Par conclusions reçues au greffe le 10 janvier 2023, soutenues oralement à l'audience par son représentant, la caisse demande à la cour d'infirmer le jugement déféré et de :
- constater que c'est à bon droit qu'elle a refusé de prendre en charge la maladie de Mme [Y] au titre de la législation professionnelle au motif que cette maladie a déjà été reconnue par son employeur le CCAS de [Localité 8],
- débouter Mme [Y] de l'ensemble de ses demandes.
Par conclusions du 6 février 2023, déposées et soutenues oralement à l'audience par son conseil, Mme [Y] demande à la cour de confirmer le jugement déféré en toutes ses dispositions :
- d'annuler la décision de la commission de recours amiable de la caisse du 24 juillet 2019 portant refus de prise en charge de sa maladie professionnelle,
- dire que la caisse primaire doit accorder sa prise en charge de ladite maladie au titre de son activité salariée privée,
- condamner la caisse à lui payer des indemnités journalières lui revenant du fait de ces emplois privés et de toutes prestations lui revenant au titre de la prise en charge de sa maladie professionnelle afférentes à ces emplois privés,
- condamner la caisse à lui payer la somme de 2000 euros sur le fondement de l'article 700 du code de procédure civile ainsi qu'aux entiers dépens.
Pour l'exposé complet des moyens et prétentions des parties, il est expressément renvoyé à leurs conclusions écrites conformément à l'article 455 du code de procédure civile.
SUR CE, LA COUR
Les fonctionnaires territoriaux sont employés dans les collectivités territoriales : communes, départements, régions, structures intercommunales, établissements publics et établissements de coopération intercommunale, ainsi que le prévoit la loi n° 84-53 du 26 janvier 1984.
En tant qu'employée par le [7] de la mairie de [Localité 8], Mme [Y] a le statut de fonctionnaire territorial.
En application des articles 8 et 12 du décret n° 60-58 du 11 janvier 1960, ces agents titulaires des fonctions publiques territoriales relèvent du régime spécial des collectivités locales et sont rattachés à la caisse dans la circonscription de laquelle se trouve leur lieu de travail.
Ils cotisent à la [6] pour le risque vieillesse.
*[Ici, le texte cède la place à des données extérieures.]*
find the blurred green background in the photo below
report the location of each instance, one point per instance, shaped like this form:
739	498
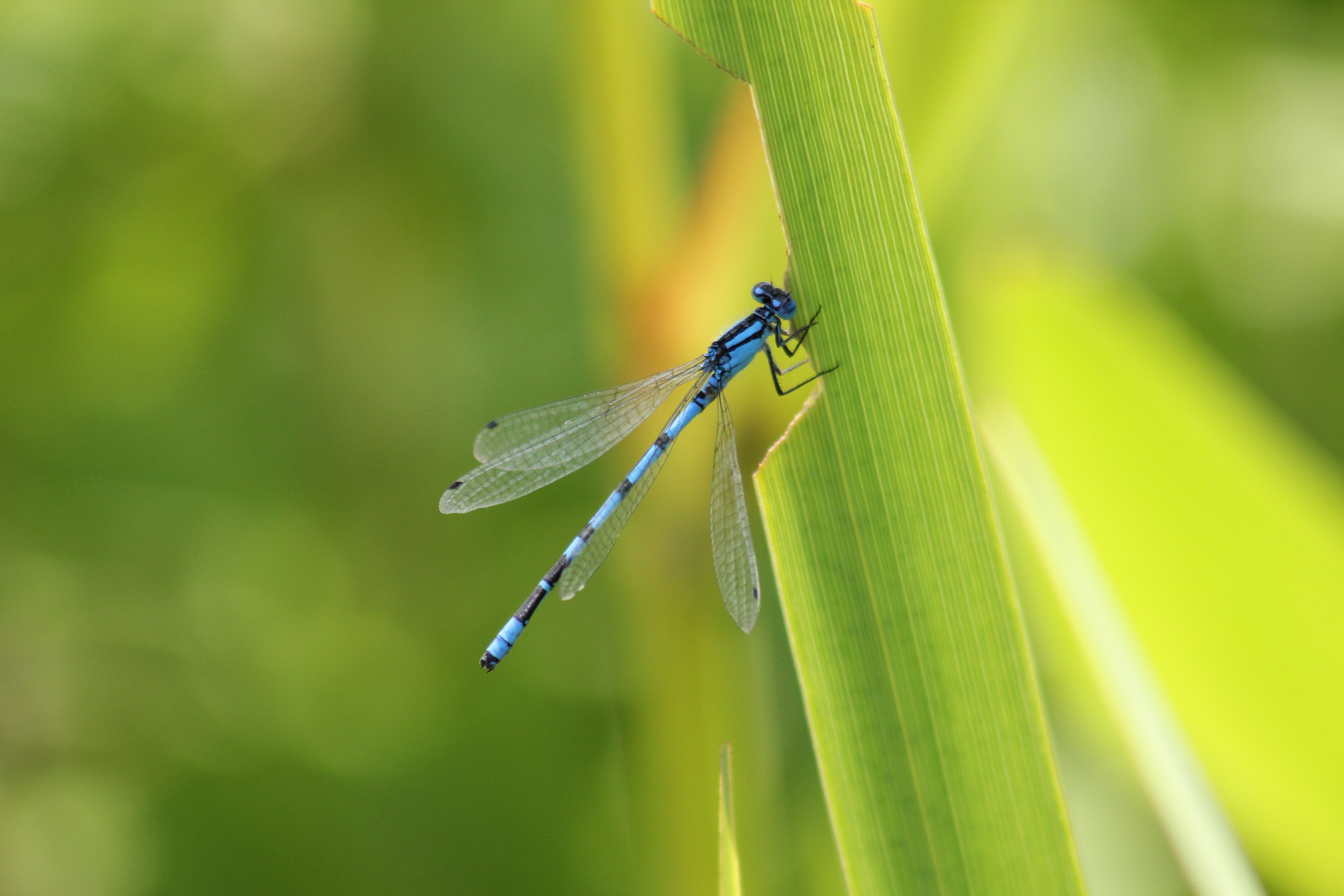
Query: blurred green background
268	265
Le régime général sert les frais de santé des assurances maladie, maternité, invalidité et décès.
Les prestations en espèces des assurances maladie, maternité/ paternité, invalidité, décès et le risque accident du travail/ maladie professionnelle sont à la charge de l'employeur.
Par ailleurs, les agents titulaires des collectivités territoriales qui effectuent au moins 28 heures de travail par semaine relèvent du régime des titulaires de la fonction publique territoriale : régime 290 .
En l'espèce, il n'est pas contesté que Mme [Y] effectue pour le compte du [7] 121 heures par mois et pour le compte de son activité du secteur privé, 30 heures de travail par mois.
Le 25 janvier 2019 la commission de réforme du centre de gestion de la fonction publique territoriale s'est déclarée favorable à la reconnaissance de la maladie professionnelle à compter du 2 juin 2018 au titre du tableau 57 A latéralité droite.
Au vu de l'ensemble de ces éléments, il convient donc d'infirmer le jugement déféré et de confirmer la décision de la commission de recours amiable, confirmant le refus de la caisse primaire d'assurance maladie du Calvados de prendre en charge la pathologie du 2 juin 2018 de Mme [Y], le dossier ayant déjà été pris en charge par l'employeur principal.
Mme [Y] qui succombe, supportera les dépens de première instance et d'appel et sera déboutée de sa demande présentée au titre de l'article 700 du code de procédure civile.
PAR CES MOTIFS,
La cour,
Infirme le jugement déféré,
Statuant à nouveau,
Confirme la décision de la commission de recours amiable de la caisse primaire d'assurance maladie du Calvados refusant la prise en charge de la pathologie du 2 juin 2018 de Mme [Y],
Condamne Mme [Y] aux dépens de première instance et d'appel,
Déboute Mme [Y] de sa demande présentée au titre de l'article 700 du code de procédure civile.